2. Description of the Prior Art
It has been known for many years that the projection of an image present upon a transparency may serve as an effective means for conveying information to one or more observers. Such transparencies can be formed by a number of methods, a common one being transfer electrostatic copying. By this process, an image of fusible toner particles is formed on a receiving layer of a transparent element. The particles are then fixed to the element by contact with a heated fusing surface such as a roller which is coated with a release liquid to inhibit transfer or "offsetting" of toner particles from the element onto the fusing surface.
Prior art transparencies are composed of a transparent film support and an insulating receiving layer on one or both sides of the support for receiving the toner particles.
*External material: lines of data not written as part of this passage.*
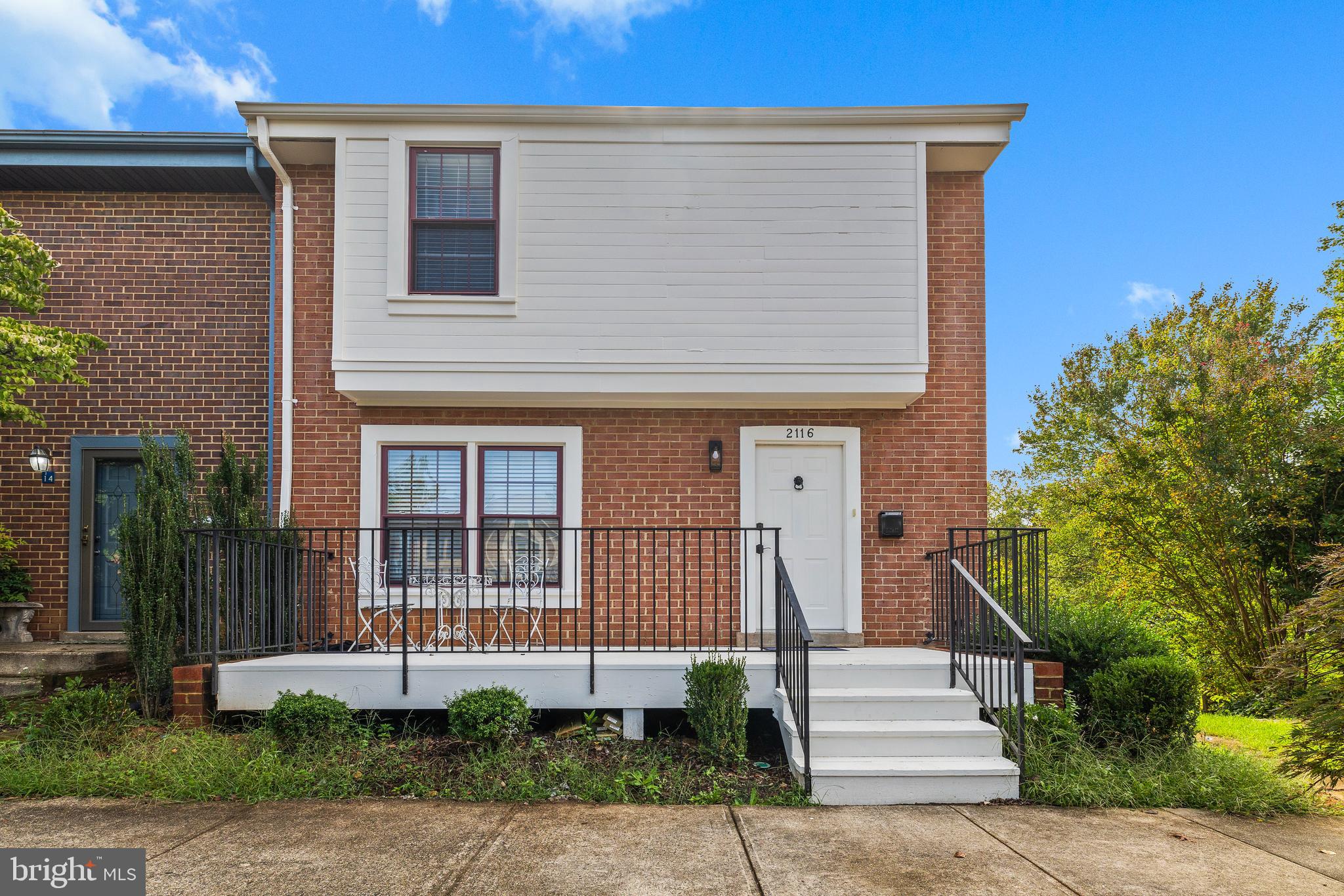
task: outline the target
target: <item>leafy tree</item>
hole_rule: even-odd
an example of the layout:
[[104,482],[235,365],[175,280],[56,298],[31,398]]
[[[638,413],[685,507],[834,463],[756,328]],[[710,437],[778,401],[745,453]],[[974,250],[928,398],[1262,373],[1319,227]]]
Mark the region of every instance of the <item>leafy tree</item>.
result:
[[1021,434],[1025,476],[1077,521],[1107,590],[1149,600],[1234,685],[1284,641],[1301,563],[1266,545],[1310,544],[1321,472],[1306,458],[1328,463],[1337,438],[1320,412],[1328,317],[1304,310],[1270,282],[1202,289],[1064,359]]
[[[0,207],[0,304],[23,314],[46,306],[47,277],[56,269],[51,253],[19,231],[19,222]],[[42,424],[42,414],[22,403],[30,386],[77,383],[79,359],[106,348],[87,333],[0,314],[0,422]]]
[[1331,787],[1344,780],[1344,547],[1316,563],[1316,595],[1293,609],[1293,638],[1274,656],[1296,692],[1288,712],[1298,719],[1284,748],[1284,767]]
[[196,458],[187,434],[172,446],[140,433],[144,467],[136,481],[136,509],[121,519],[121,595],[126,646],[136,669],[142,712],[167,715],[177,654],[177,607],[183,595],[185,532],[198,516]]

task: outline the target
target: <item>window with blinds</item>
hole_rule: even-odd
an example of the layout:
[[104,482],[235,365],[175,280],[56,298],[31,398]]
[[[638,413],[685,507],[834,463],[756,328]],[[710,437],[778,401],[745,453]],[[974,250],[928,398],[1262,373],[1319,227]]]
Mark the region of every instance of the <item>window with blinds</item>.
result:
[[499,292],[499,150],[411,149],[410,292]]
[[481,572],[515,587],[560,580],[560,449],[481,447]]
[[383,449],[387,579],[465,572],[466,451]]

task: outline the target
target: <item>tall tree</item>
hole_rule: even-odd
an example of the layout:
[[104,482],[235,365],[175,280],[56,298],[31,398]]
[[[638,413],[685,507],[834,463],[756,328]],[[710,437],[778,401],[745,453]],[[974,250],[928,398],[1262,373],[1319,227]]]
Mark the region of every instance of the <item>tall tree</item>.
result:
[[[56,259],[19,230],[20,224],[0,207],[0,305],[23,314],[46,308],[47,277]],[[79,359],[106,348],[87,333],[0,314],[0,422],[42,424],[42,414],[23,403],[38,383],[87,384],[78,372]]]
[[1199,290],[1064,359],[1032,395],[1027,476],[1091,521],[1109,570],[1232,682],[1261,676],[1294,600],[1269,540],[1313,528],[1328,318],[1275,286]]
[[144,467],[136,480],[136,509],[121,519],[121,594],[126,646],[136,669],[142,712],[163,717],[172,707],[187,529],[199,519],[196,458],[187,433],[163,445],[140,433]]

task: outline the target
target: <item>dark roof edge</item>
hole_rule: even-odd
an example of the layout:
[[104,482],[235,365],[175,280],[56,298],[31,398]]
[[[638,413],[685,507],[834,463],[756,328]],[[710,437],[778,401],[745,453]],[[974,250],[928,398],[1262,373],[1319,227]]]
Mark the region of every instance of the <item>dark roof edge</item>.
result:
[[246,149],[245,133],[161,130],[0,130],[0,146],[27,149]]

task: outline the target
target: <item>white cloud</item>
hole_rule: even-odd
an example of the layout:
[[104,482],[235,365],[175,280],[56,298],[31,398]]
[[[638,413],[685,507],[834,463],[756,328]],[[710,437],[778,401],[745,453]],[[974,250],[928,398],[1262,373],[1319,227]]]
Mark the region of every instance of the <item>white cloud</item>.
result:
[[0,0],[0,126],[13,126],[23,106],[77,128],[125,128],[117,107],[153,87],[206,99],[220,114],[238,99],[269,98],[274,75],[257,47],[242,44],[235,66],[218,66],[169,19],[137,30],[136,12],[106,0]]
[[415,0],[415,7],[437,26],[444,24],[444,20],[448,19],[450,5],[453,5],[453,0]]
[[[536,19],[538,35],[579,28],[598,43],[620,50],[634,19],[660,16],[692,0],[499,0]],[[434,24],[448,19],[452,0],[415,0],[417,8]]]
[[526,13],[534,13],[552,31],[578,26],[590,38],[622,47],[633,19],[660,16],[689,0],[505,0]]
[[1134,309],[1134,317],[1142,317],[1146,310],[1175,305],[1176,292],[1165,286],[1129,281],[1129,296],[1125,297],[1125,301]]

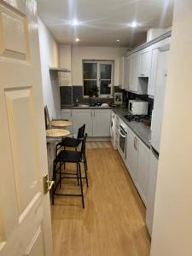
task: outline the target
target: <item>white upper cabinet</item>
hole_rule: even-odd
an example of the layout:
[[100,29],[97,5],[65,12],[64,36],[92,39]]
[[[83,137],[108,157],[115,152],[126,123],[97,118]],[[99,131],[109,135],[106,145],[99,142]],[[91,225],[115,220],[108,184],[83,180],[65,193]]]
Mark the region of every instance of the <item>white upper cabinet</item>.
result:
[[93,110],[93,137],[110,137],[111,110]]
[[130,56],[124,60],[124,89],[127,90],[130,84]]
[[151,47],[140,51],[139,77],[148,78],[151,71]]
[[129,90],[137,92],[139,73],[139,53],[135,53],[130,57],[130,84]]
[[92,115],[91,109],[73,109],[73,131],[75,135],[78,135],[79,128],[85,124],[85,132],[87,132],[88,137],[93,136]]

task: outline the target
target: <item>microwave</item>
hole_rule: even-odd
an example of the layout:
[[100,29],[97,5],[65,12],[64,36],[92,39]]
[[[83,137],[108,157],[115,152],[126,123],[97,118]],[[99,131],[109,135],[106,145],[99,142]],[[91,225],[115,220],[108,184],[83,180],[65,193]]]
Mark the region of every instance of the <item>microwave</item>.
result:
[[147,115],[148,108],[148,102],[138,100],[129,101],[129,112],[132,114]]

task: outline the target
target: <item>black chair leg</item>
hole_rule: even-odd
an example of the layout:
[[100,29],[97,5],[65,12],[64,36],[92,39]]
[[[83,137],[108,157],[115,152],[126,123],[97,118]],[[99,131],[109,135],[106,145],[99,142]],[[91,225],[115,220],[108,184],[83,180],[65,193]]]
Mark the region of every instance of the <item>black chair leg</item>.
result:
[[87,183],[87,188],[88,188],[89,187],[89,183],[88,183],[87,169],[86,168],[84,168],[84,174],[85,174],[86,183]]
[[[53,180],[55,182],[56,178],[55,178],[55,166],[56,166],[56,163],[55,163],[55,160],[54,160],[54,164],[53,164]],[[52,205],[54,205],[54,194],[55,194],[55,184],[53,184],[53,187],[52,187]]]
[[79,169],[79,177],[80,177],[80,187],[81,187],[82,205],[83,205],[83,208],[84,208],[84,190],[83,190],[82,177],[81,177],[81,166],[80,166],[80,164],[79,164],[79,163],[78,163],[78,169]]

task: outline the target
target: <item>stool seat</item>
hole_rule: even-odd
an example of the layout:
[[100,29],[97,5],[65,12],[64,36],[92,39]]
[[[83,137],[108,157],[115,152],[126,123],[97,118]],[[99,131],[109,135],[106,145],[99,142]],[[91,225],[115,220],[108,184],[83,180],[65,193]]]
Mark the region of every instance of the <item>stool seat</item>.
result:
[[80,141],[75,137],[66,137],[62,139],[61,144],[64,147],[76,148],[80,144]]
[[60,162],[78,163],[82,160],[82,154],[79,151],[61,150],[56,156]]

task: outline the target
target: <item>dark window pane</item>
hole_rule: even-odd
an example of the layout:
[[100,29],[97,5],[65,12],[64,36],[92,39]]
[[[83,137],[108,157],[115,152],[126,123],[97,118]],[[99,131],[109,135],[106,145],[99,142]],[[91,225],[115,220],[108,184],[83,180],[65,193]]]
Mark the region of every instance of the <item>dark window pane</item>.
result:
[[96,79],[96,63],[84,63],[84,79]]
[[111,80],[101,80],[100,94],[111,94],[111,87],[108,87],[110,84]]
[[96,96],[98,94],[98,89],[96,86],[96,80],[84,80],[84,96]]
[[101,64],[100,73],[101,73],[101,79],[111,79],[111,65]]

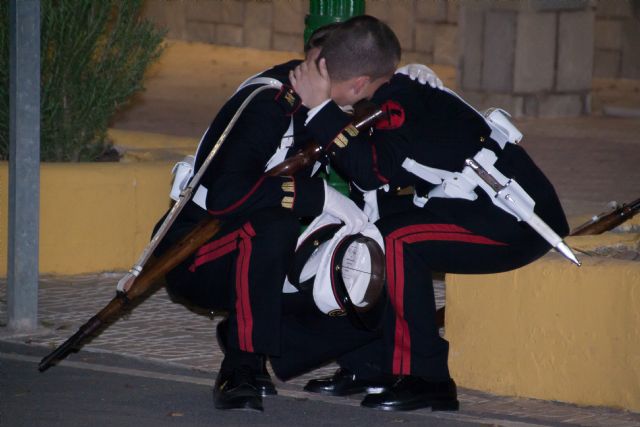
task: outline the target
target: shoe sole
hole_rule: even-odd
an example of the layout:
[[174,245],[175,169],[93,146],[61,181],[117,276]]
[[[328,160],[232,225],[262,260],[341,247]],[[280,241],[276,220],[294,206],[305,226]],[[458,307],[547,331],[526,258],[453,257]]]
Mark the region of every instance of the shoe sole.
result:
[[335,392],[335,391],[322,390],[322,389],[313,390],[313,389],[308,389],[308,388],[304,387],[303,390],[306,391],[307,393],[322,394],[323,396],[344,397],[344,396],[351,396],[353,394],[361,394],[361,393],[379,394],[379,393],[382,393],[383,391],[385,391],[386,388],[384,388],[384,387],[359,387],[359,388],[352,388],[352,389],[348,389],[348,390],[344,390],[344,391],[340,391],[340,392]]
[[364,402],[360,404],[365,408],[379,409],[382,411],[415,411],[416,409],[431,408],[431,411],[457,411],[460,409],[458,400],[435,400],[430,402],[415,402],[406,405],[366,405]]
[[223,409],[223,410],[238,409],[238,410],[250,410],[250,411],[259,411],[259,412],[264,411],[264,408],[262,406],[262,399],[258,397],[244,400],[244,402],[234,402],[233,400],[229,402],[216,401],[214,403],[214,406],[216,409]]

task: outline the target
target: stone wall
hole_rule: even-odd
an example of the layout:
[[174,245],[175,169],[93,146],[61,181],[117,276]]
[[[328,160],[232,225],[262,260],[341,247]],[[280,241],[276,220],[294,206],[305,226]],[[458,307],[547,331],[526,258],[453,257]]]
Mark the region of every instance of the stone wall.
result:
[[[301,52],[309,0],[146,0],[145,14],[179,40]],[[458,2],[368,0],[412,60],[457,63]]]
[[600,0],[594,35],[594,77],[640,79],[639,0]]
[[[594,77],[640,79],[640,0],[591,3]],[[408,58],[453,66],[459,6],[459,0],[366,1],[367,13],[393,28]],[[302,51],[308,10],[309,0],[146,0],[147,16],[167,27],[171,38],[293,52]]]

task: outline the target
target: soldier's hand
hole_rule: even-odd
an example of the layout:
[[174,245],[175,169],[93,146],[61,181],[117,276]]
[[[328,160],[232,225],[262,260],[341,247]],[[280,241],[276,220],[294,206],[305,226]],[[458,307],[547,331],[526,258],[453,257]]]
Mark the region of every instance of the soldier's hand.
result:
[[318,55],[310,56],[289,72],[291,85],[307,108],[317,107],[331,97],[327,65],[324,58],[317,60]]

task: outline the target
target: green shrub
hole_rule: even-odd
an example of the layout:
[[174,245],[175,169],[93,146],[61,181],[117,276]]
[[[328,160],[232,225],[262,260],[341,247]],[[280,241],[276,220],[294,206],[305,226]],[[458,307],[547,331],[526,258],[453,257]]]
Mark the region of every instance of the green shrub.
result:
[[[9,153],[9,6],[0,0],[0,159]],[[91,161],[110,146],[109,119],[142,90],[163,32],[142,0],[41,1],[43,161]]]

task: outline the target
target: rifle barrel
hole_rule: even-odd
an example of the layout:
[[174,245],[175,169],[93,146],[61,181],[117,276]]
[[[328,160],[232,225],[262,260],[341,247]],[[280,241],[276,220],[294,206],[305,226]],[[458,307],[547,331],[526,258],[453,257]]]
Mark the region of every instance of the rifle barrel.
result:
[[[382,110],[376,110],[373,113],[367,114],[356,126],[359,129],[370,126],[382,115]],[[317,160],[321,154],[322,149],[317,144],[312,144],[307,147],[306,150],[294,155],[294,157],[274,166],[267,174],[270,176],[281,174],[292,175],[302,167]],[[135,278],[135,281],[127,292],[117,292],[116,296],[109,304],[100,310],[98,314],[89,319],[75,334],[45,356],[38,365],[38,369],[43,372],[54,365],[56,361],[67,357],[73,350],[79,349],[85,339],[93,335],[101,327],[107,325],[107,323],[120,312],[125,304],[144,295],[151,289],[154,282],[177,267],[197,248],[215,236],[218,230],[220,230],[220,225],[220,220],[217,218],[203,220],[160,258],[152,258],[140,275]]]
[[639,211],[640,199],[636,199],[633,202],[623,204],[611,212],[601,213],[591,221],[579,225],[571,232],[570,236],[602,234],[633,218]]

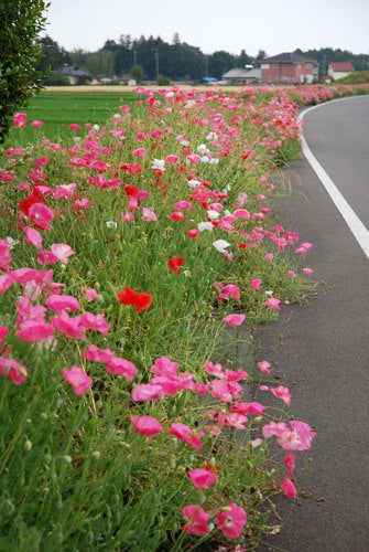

Typical receiving layers are hydrophobic layers formed from a wide variety of materials including polyamides (U.S. Pat. No. 3,535,112, issued Oct. 20, 1970 to T. J. Dolce et al.); vinylidene chloride copolymers (U.S. Pat. No. 3,539,340, issued Nov. 10, 1970 to T. J. Dolce et al.); poly(vinyl butyral); poly(bisphenol A carbonate); polystyrene; polyesters of terephthalic acid, ethylene glycol and 2,2-bis[4-(.beta.-hydroxyethoxy)phenyl]propane; poly(vinyl formal); vinyl chloride-acrylonitrile copolymers; vinyl chloride-vinyl acetate copolymers; poly{4,4'-(2-norbornylidene)diphenylene carbonate} (British Pat. No. 1,237,386, published June 30, 1971 in the name of Eastman Kodak Company); poly(ethyl methacrylate); mixed acrylic polymers containing methyl and butyl methacrylate, butyl acrylate and a small amount of either a carboxylate salt or melamine-formaldehyde material. Prior art transparencies that are prepared according to the aforementioned copy process may also have receiving layers that are provided with surfactants, wetting agents and the like which are capable of rendering the receiving surface hydrophilic. Typical examples of such transparencies are tinted Arkwright PPC Transparency Films (Arkwright, Inc., Fiskeville, R.I., 02823) and those disclosed in U.S. Pat. No. 3,549,360 (issued Dec. 22, 1970 to A. J. O'Neill et al.).
As will be apparent from the discussion hereinafter, a transparency formed by an electrographic process should have certain characteristics to render it particularly useful in conveying information to one or more observers. For example, substantially clear non-toned areas, resistance to abrasion in toned areas and ability to selectively remove information by simply rubbing with a damp cloth or tissue are characterisitics of considerable importance. The importance of substantially clear non-toned areas in a transparency is apparent. Resistance to abrasion in toned areas is needed so that a transparency can withstand conventional handling conditions without damage to and loss of information in toned areas. The ability to selectively remove information from a transparency is important in order to illustrate particular points of interest to a viewing audience and to provide flexibility in using such a transparency. In this regard, removing such information by simply rubbing with a damp cloth or tissue, as described herein, is convenient and avoids possible damage to a transparency which can occur when such information is removed by scraping. It is also desirable to prepare a transparency having the aforementioned combination of characteristics using an electrographic process that can be operated over a wide range of processing conditions. Thus, it is important to be able to prepare such a transparency without being unduly limited to the specific toner fusion temperatures of a particular commercial electrographic copier.
Unfortunately, the state of the prior art has not advanced sufficiently to the point where a transparency having the aforementioned combination of properties can be prepared in an electrographic process using a wide range of conditions. Thus, we have observed that prior art transparencies having a surfactant coated on the image-receiving layer perform quite differently at different toner fusion temperatures. For example, at temperatures of about 340.degree. F. (171.degree. C.) such transparencies exhibit low resistance to abrasion in toned areas. At temperatures of about 375.degree. F. (191.degree. C.) the same transparency is more resistant to abrasion in toned areas, but exhibits undesirable haze in non-toned areas. Furthermore, regardless of the toner fusion temperature employed, toned areas of such transparencies cannot be removed by light rubbing with a wet cloth or tissue. Moreover, we have also observed with prior art transparencies having receiving layers composed of hydrophobic materials such as polyethylene terephthalate, that release liquid employed during fusion accumulates in irregular patterns on the receiving layer. This release liquid appears as an unsightly stain in non-toned areas when the transparency is projection viewed. In addition, the toned areas in such transparencies cannot be removed with a wet cloth or tissue.